Cette révolte avait une organisation solide. Les meneurs élaborèrent tout un programme de revendications populaires qu'ils codifièrent en 14 articles. C'est ce qu'on appela « le Code paysan ». Ce programme fut soumis aux délégués de 14 paroisses, réunis le 2 juillet 1675, à la chapelle de Notre-Dame de Tréménou, en Plomeur, où il fut adopté à l'unanimité. Tous les délégués jurèrent de l'observer inviolablement jusqu'à la Saint-Michel, et ils édictèrent des sanctions très sévères contre les contrevenants. Pour échauffer les esprits, on répandait à la campagne des pamphlets révolutionnaires, d'une violence inouïe. La « ronde du papier timbré » est tout ce qu'on peut imaginer de plus subversif. Nos révolutionnaires d'aujourd'hui n'auraient pas mieux trouvé.

C'est dans ces conditions difficiles que le marquis René de Névet fut appelé à recueillir la succession du marquis de la Coste. Tout autre que lui aurait décliné cet honneur périlleux ; mais Louis XIV avait fait appel à sa conscience, il accepta. Il était l'homme du devoir et ne connaissait que cette consigne.

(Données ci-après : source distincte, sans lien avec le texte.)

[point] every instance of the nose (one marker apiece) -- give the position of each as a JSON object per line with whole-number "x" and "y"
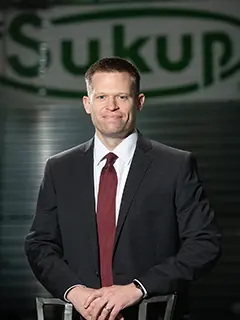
{"x": 112, "y": 104}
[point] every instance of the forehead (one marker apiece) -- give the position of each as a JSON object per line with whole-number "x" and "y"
{"x": 111, "y": 81}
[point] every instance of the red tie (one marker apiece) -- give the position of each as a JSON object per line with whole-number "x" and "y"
{"x": 106, "y": 218}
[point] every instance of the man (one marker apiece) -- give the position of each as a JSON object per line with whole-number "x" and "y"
{"x": 120, "y": 217}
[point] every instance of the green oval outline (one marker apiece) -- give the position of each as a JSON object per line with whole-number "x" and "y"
{"x": 133, "y": 13}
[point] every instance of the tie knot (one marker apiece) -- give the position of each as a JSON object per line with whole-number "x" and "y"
{"x": 111, "y": 158}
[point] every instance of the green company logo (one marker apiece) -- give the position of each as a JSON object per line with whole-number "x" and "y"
{"x": 213, "y": 67}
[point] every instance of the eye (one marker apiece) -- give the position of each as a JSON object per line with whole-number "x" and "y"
{"x": 123, "y": 97}
{"x": 101, "y": 97}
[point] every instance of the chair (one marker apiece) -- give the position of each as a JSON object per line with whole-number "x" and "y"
{"x": 142, "y": 314}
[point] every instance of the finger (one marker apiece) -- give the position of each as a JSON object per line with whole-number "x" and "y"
{"x": 92, "y": 306}
{"x": 99, "y": 309}
{"x": 94, "y": 295}
{"x": 105, "y": 314}
{"x": 119, "y": 317}
{"x": 114, "y": 313}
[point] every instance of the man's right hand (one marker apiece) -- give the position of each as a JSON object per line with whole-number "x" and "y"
{"x": 77, "y": 296}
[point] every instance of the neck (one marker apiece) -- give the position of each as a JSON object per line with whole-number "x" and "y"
{"x": 112, "y": 142}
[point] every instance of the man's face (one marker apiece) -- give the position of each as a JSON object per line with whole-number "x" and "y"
{"x": 113, "y": 104}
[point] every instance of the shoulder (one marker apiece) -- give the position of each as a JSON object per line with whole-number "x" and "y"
{"x": 71, "y": 154}
{"x": 160, "y": 149}
{"x": 170, "y": 157}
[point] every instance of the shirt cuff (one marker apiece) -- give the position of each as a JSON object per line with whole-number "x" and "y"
{"x": 66, "y": 292}
{"x": 144, "y": 290}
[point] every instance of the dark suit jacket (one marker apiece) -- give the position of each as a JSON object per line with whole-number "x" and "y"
{"x": 166, "y": 234}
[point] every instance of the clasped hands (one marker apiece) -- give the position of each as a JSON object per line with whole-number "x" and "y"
{"x": 105, "y": 303}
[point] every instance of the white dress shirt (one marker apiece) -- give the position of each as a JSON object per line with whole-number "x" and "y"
{"x": 125, "y": 151}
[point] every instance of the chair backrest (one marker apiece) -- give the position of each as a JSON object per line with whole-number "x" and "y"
{"x": 170, "y": 299}
{"x": 41, "y": 302}
{"x": 142, "y": 315}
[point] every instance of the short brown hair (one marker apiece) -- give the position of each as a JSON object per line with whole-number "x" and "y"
{"x": 113, "y": 64}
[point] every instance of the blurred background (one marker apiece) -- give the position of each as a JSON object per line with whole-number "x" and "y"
{"x": 188, "y": 53}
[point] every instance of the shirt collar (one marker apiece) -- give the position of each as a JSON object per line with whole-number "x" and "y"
{"x": 124, "y": 150}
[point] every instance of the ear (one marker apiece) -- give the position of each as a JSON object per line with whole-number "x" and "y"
{"x": 86, "y": 104}
{"x": 140, "y": 101}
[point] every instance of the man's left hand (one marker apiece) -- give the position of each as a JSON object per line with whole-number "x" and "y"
{"x": 107, "y": 302}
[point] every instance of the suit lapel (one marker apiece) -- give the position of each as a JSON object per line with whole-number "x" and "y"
{"x": 85, "y": 200}
{"x": 140, "y": 163}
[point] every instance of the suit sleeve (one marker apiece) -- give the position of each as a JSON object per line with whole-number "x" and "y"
{"x": 199, "y": 236}
{"x": 43, "y": 245}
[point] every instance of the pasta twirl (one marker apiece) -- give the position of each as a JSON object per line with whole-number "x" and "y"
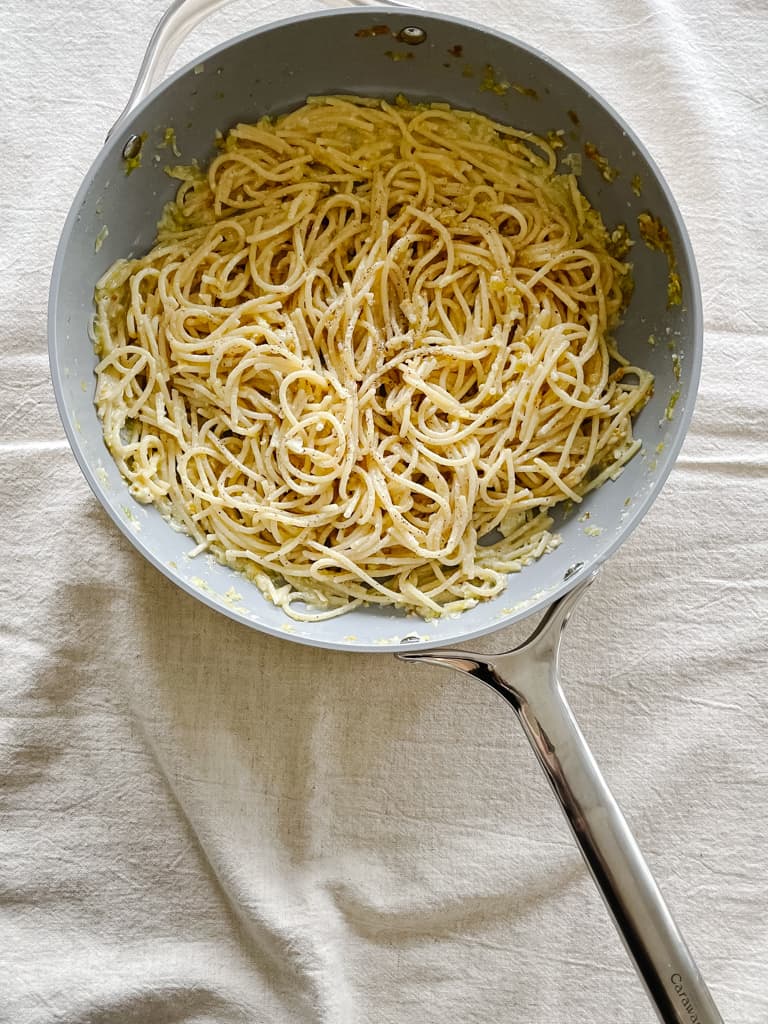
{"x": 368, "y": 353}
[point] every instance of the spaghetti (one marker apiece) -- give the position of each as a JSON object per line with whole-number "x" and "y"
{"x": 368, "y": 353}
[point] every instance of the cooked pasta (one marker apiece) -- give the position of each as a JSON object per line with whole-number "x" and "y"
{"x": 369, "y": 352}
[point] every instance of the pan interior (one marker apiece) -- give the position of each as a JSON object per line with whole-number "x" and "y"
{"x": 363, "y": 52}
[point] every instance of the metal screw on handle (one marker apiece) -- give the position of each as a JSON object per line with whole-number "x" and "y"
{"x": 527, "y": 679}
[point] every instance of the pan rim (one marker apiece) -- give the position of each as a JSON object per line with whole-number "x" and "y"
{"x": 537, "y": 604}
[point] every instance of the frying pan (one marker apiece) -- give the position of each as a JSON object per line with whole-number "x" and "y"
{"x": 382, "y": 51}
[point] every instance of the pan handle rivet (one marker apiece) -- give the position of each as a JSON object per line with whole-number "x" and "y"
{"x": 571, "y": 569}
{"x": 412, "y": 35}
{"x": 132, "y": 147}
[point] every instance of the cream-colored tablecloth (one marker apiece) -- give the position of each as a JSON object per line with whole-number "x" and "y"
{"x": 200, "y": 823}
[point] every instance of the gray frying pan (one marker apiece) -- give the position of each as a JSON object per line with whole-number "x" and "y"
{"x": 382, "y": 51}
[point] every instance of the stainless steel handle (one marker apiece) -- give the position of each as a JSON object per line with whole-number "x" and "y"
{"x": 170, "y": 32}
{"x": 527, "y": 678}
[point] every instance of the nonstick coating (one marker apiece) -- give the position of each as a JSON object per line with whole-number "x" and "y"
{"x": 272, "y": 70}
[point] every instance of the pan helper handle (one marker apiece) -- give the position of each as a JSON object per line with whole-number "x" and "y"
{"x": 170, "y": 32}
{"x": 527, "y": 678}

Cependant les émeutiers restaient impunis. Le marquis de la Roche, gouverneur de Quimper, n'osa prendre sur lui de sévir contre les principaux meneurs. Le Marquis René de Névet, comprenant qu'il fallait des exemples pour impressionner le peuple, fit arrêter les assassins du garde du château de La Motte, près de Douarnenez, et les fit pendre aux patibulaires de Lezargant. Cette mesure venant de la part de tout autre que lui, aurait été probablement mal accueillie ; mais le marquis René de Névet jouissait d'un tel prestige que personne ne protesta. On connaissait sa bonté pour ses vassaux, sa charité inépuisable, et tous furent convaincus qu'il n'avait agi que pour obéir à son devoir. Tous les jours, son carrosse le conduisait dans les paroisses où il y avait des révoltés. Il s'entretenait avec les habitants de la campagne, s'apitoyait sur leurs misères et leur détresse, et distribuait de l'argent pour leur venir en aide. Ses efforts, ne tardèrent pas à être couronnés de succès. Seize paroisses vinrent spontanément lui promettre de ne plus reprendre les armes et de brûler le Code paysan. Le 9 juillet 1675, le duc de Chaulnes, gouverneur de Bretagne, en avisait officiellement Colbert. par la lettre suivante : « J'apprends par toutes mes lettres, qu'il y a beaucoup plus de calme dans l'Evêché de Quimper ; que 16 paroisses ont promis à M. le marquis de Névet de ne plus prendre les armes, et de charger ceux qui sonneront le tocsin ; que ce meilleur ordre pourra se répandre, mais que l'on ne peut pourtant dire que les esprits soient dans l'obéissance qu'ils doivent, étant certain qu'ils sont également aigris contre les édits, et résolus de secouer le joug de la noblesse et de se libérer des droits que les gentilshommes levaient sur eux, n'y ayant que la force pour les réduire. Mais il faut pour cela d'autres troupes que les archers, et ne rien tenter, qu'on ne puisse apparemment répondre du succès. Un effet de leur modération a été de brûler un écrit qu'ils appelaient le « Code paysan », où tous leurs intérêts, étaient réglés. Il contenait à peu près ce que vous lirez dans celui que je vous envoie, fors que la forme n'en est pas si insolente ; et vous jugerez de leur brutalité puisqu'ils ne croient pas que le mot de révolte soit un terme criminel en leur langue  » (La Borderie, Révolte du papier timbré, p. 79).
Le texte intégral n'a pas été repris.